Falls der Antrag kostenpflichtig ist muss außerdem dem Lastschrifteinzug zugestimmt werden. Und auch eine E-Mail-Adresse soll angegeben werden, damit der Bürger im Zweifelsfall kontaktiert werden kann.

Anschließend wird man zu einer Bestätigungsseite weitergeleitet und erhält zusätzlich eine Bestätigungsmail. Und sicher soll das ganze auch sein, erklärt David Arndt vom Bürgeramt, aus der IT-Koordination.

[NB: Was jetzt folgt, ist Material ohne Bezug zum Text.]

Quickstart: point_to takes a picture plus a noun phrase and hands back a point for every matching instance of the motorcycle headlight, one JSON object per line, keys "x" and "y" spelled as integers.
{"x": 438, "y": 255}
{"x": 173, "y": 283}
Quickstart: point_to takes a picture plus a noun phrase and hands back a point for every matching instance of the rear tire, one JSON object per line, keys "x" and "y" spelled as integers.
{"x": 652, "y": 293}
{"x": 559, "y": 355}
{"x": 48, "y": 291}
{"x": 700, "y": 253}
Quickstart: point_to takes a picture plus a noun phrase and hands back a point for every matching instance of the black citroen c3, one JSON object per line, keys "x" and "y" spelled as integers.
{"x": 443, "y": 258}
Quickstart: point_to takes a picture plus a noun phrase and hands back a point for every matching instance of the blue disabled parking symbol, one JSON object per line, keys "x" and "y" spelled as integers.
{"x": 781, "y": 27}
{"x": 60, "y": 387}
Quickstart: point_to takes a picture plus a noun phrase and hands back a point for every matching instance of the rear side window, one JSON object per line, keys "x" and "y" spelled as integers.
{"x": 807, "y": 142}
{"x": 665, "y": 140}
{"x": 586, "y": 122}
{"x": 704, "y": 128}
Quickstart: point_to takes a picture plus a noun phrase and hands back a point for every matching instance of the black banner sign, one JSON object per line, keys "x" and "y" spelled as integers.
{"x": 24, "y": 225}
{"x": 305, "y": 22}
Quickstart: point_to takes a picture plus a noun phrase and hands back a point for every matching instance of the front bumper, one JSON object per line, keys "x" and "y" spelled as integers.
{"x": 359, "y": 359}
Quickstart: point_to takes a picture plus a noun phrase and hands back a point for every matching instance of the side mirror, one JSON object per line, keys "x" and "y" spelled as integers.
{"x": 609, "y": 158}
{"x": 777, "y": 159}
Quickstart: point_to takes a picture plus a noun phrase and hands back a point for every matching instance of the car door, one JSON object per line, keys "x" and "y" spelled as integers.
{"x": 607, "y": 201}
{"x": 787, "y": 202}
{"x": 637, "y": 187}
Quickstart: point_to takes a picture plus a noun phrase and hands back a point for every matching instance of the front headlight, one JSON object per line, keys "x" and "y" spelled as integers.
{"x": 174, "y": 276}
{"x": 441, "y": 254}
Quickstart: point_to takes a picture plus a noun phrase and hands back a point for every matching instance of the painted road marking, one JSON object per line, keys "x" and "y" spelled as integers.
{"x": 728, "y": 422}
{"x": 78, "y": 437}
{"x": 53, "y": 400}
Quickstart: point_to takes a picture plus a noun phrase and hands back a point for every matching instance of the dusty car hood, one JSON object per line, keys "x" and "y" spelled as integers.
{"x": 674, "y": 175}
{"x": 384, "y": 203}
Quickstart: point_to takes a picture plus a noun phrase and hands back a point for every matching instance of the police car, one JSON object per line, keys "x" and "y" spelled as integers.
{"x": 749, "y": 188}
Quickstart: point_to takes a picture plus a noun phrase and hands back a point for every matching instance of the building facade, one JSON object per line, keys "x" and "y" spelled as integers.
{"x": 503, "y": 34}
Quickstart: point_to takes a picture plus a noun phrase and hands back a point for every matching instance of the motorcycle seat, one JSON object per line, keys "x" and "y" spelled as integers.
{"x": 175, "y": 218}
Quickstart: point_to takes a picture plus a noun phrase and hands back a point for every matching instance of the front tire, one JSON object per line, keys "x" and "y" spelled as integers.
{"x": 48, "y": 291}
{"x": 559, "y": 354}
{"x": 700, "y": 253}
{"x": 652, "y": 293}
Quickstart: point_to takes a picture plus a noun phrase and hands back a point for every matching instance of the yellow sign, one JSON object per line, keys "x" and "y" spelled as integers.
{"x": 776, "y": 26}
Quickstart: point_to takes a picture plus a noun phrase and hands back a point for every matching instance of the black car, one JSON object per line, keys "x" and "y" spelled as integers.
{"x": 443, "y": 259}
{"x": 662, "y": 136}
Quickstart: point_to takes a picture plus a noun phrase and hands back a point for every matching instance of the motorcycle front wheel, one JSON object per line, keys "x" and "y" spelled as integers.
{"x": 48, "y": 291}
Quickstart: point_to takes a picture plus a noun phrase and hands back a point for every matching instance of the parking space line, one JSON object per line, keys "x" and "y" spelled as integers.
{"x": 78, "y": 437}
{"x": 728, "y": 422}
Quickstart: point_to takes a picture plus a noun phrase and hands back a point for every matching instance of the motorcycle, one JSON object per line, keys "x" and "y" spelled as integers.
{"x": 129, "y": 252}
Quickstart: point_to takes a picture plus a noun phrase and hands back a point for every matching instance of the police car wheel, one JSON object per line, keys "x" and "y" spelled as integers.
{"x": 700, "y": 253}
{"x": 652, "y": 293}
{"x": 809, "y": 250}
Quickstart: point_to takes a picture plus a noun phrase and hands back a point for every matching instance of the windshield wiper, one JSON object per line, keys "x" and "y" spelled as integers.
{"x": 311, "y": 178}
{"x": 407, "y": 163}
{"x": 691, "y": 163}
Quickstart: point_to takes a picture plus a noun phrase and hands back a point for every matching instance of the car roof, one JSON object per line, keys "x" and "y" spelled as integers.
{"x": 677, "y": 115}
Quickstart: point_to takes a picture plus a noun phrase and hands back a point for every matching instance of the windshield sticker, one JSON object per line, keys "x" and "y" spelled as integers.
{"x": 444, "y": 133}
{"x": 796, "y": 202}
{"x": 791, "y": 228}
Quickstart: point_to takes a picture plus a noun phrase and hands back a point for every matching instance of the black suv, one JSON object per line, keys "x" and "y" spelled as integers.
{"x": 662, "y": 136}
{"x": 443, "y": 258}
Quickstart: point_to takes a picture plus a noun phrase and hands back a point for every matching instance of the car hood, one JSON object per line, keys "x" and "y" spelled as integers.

„Man kann das ganze fast mit Online-Banking vergleichen”, sagt er. „Wenn zum Beispiel falsche Daten eingegeben werden, sperrt das System.” Und auch beim Verlust des digitalen Personalausweises kann die sogenannte „eID” natürlich gesperrt werden.

„Das soll aber keineswegs ein Ersatz sein, wir werden auch weiterhin immer persönlich für die Bürger da sein”, sagt der Personal- und Organisationsdezernent Lothar Barth.

Und auch OB Marcel Philipp stimmt zu: „Das ist eine tolle Möglichkeit, die 24 Stunden am Tag zu Verfügung steht.” Außerdem betont er, dass auch viele ältere Menschen den Medien nicht unbedingt pessimistisch gegenüber stünden. Aachen kommt mit dieser Neuerung mit wenigen Städten in Deutschland eine Vorreiterrolle zu.